Don’t expect to see Michelle Droe giving a speech on TV at the Grammy Awards. But the Lincoln vocal music teacher could be flown to New York in February to attend the 60th annual award show and other Grammy events if she is chosen as the 2018 recipient of the Music Educator Award.
Given by the Recording Academy and the Grammy Museum, the award was established to recognize music teachers who have made a significant and lasting contribution to the field of music education, according to a news release. They also must demonstrate a commitment to the broader cause of maintaining music education in the schools. Nominees can work at any level from kindergarten to college, in public and private education.
In April, Droe was among 197 quarterfinalists for the award, drawn from 2,300 nominations from across the country. Recently, she was named as one of 25 semifinalists. In December, 10 finalists will be announced.
A $1,000 honorarium will be given to the finalists. The 15 remaining semifinalists receive a $500 honorarium. In both cases, a matching grant will be given to their schools.
“I didn’t expect to be in the 25 semifinalists,” said Droe, who has been teaching for 26 years and worked in Colorado and Florida before moving to Cedar Falls. She is already dreaming up uses for whichever matching grant her school receives. “I’m very happy about that.”
Now in her 12th year at Lincoln, Droe was nominated by student Elianna Davidson and her mother, Marla. “I’d never heard of the Grammy award” for teachers, she said. She was grateful for the nomination, though, and filled out an application.

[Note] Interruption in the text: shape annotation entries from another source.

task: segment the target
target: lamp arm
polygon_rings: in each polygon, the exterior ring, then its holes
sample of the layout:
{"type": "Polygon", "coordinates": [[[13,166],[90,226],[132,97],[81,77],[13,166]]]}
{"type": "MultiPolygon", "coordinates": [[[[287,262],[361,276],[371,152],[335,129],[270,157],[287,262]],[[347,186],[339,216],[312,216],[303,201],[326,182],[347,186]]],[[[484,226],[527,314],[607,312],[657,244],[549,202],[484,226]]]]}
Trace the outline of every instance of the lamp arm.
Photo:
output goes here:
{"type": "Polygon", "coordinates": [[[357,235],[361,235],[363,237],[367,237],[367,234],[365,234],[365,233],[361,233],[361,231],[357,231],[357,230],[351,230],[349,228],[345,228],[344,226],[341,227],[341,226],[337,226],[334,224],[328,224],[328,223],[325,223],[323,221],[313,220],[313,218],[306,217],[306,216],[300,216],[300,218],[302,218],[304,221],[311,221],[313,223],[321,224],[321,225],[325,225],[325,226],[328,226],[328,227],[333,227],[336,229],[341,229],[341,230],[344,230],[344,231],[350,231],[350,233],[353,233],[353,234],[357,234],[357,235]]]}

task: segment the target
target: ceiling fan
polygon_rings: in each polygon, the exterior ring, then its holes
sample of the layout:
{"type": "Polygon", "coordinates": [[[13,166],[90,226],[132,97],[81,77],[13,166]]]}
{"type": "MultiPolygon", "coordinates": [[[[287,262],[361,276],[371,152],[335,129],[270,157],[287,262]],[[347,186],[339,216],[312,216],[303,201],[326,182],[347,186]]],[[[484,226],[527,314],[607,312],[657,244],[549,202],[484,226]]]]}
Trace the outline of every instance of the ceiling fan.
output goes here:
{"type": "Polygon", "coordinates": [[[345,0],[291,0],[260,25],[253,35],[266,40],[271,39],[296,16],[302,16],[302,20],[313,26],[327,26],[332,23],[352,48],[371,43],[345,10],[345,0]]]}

The quarterfinalist notification included a request she submit several videos. Among those was an eight-minute video of Droe’s teaching and several four minute videos of her proudest moments, obstacles she has overcome and how she has been an advocate for education. There also were a number of videos with testimonials by other people.

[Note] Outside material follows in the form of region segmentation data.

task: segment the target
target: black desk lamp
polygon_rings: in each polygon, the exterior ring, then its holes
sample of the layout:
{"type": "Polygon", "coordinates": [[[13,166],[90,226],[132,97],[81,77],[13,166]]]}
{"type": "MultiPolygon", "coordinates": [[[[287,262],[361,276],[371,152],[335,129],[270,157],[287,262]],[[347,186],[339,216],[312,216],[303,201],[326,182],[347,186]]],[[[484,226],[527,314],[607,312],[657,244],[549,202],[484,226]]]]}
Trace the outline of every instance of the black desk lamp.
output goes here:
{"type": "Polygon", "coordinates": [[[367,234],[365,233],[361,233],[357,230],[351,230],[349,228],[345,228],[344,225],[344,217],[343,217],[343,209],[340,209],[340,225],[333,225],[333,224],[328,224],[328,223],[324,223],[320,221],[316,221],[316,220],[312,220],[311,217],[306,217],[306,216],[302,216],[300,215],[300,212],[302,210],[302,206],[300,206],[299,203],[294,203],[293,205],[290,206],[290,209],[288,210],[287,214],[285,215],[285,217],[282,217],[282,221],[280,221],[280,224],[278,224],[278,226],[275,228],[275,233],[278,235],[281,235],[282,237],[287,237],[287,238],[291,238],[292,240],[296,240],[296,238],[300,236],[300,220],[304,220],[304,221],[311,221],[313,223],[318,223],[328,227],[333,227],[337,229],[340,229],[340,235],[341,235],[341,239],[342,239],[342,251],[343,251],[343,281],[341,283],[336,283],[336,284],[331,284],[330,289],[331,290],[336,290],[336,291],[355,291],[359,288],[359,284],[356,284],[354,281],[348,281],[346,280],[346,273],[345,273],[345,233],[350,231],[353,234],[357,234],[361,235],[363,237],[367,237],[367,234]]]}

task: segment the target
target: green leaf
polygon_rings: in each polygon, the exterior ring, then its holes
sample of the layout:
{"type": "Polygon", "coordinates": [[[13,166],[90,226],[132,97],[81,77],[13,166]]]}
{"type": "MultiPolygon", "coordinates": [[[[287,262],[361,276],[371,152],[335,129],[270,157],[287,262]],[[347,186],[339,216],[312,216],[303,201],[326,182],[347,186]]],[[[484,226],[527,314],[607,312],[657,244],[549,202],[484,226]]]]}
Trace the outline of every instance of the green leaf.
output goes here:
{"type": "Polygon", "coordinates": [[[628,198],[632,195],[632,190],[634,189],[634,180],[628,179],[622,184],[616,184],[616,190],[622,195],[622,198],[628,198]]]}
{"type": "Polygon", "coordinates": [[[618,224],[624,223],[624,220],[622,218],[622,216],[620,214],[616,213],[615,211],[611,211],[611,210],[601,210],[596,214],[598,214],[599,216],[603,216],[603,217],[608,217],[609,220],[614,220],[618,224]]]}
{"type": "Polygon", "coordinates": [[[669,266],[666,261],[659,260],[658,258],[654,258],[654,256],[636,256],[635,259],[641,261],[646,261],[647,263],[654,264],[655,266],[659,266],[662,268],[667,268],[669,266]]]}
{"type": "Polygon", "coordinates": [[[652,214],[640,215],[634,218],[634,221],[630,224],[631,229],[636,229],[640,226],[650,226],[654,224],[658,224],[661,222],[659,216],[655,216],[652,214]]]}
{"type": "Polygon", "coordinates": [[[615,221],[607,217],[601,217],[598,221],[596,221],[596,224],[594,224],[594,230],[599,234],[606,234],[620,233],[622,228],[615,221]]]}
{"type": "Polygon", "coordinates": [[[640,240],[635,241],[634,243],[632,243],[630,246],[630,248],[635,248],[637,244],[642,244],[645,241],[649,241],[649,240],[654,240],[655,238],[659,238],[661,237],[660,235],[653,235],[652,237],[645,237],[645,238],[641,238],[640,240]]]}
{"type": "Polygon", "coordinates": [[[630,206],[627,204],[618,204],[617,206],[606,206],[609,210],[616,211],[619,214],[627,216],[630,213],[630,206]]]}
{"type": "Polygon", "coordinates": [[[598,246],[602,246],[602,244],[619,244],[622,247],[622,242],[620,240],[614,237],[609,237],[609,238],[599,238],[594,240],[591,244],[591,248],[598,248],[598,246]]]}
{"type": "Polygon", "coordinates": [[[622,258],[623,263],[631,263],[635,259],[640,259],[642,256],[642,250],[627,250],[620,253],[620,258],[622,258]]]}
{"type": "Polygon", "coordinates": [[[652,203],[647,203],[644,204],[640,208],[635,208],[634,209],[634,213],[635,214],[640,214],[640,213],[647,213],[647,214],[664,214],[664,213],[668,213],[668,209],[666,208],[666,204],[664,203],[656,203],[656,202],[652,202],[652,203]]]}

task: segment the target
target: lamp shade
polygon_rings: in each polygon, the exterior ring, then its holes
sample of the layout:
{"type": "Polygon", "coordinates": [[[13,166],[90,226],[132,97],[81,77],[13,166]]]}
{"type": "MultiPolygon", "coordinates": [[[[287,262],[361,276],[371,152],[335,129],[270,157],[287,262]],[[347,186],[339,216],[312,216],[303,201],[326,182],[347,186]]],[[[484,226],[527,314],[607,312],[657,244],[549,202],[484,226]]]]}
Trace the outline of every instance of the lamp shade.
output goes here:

“They didn’t give too many requirements,” she said, for the videos. “They want to see you as a musician outside of your classroom.”
The videos were recorded by her husband, Kevin, an associate professor of music education at the University of Northern Iowa. “He’s like my assistant,” said Droe, making repairs in her classroom and running sound at concerts. He also has pushed his wife to get out of her comfort zone.
One result of that is her involvement in the Spectrum Project, which meets at Lincoln every Saturday from January to April. It provides opportunities for music, visual art, dance/movement and drama for children ages 5-18 who are on the autism spectrum.
UNI students serve as program directors in each of the areas. “My job now is to mentor the music directors,” she said.
Some of Droe’s other professional work includes serving on the state’s 16-member fine arts standards adoption team and being the repertoire chair for children’s choirs on the Iowa Choral Director’s Association. She also substitutes on French horn for wcfsymphony and recently started a social justice choir with Travis Gratteau-Zinnell.
In her classroom work, she extensively uses games to teach notes and other concepts to students followed by brief periods of focus.
“Games and having fun is not a bad thing,” said Droe, noting she only sees students twice for 35 minutes every six days. “We’re trying to teach them the joy of music. I meet them where they are and pull the best out of them.”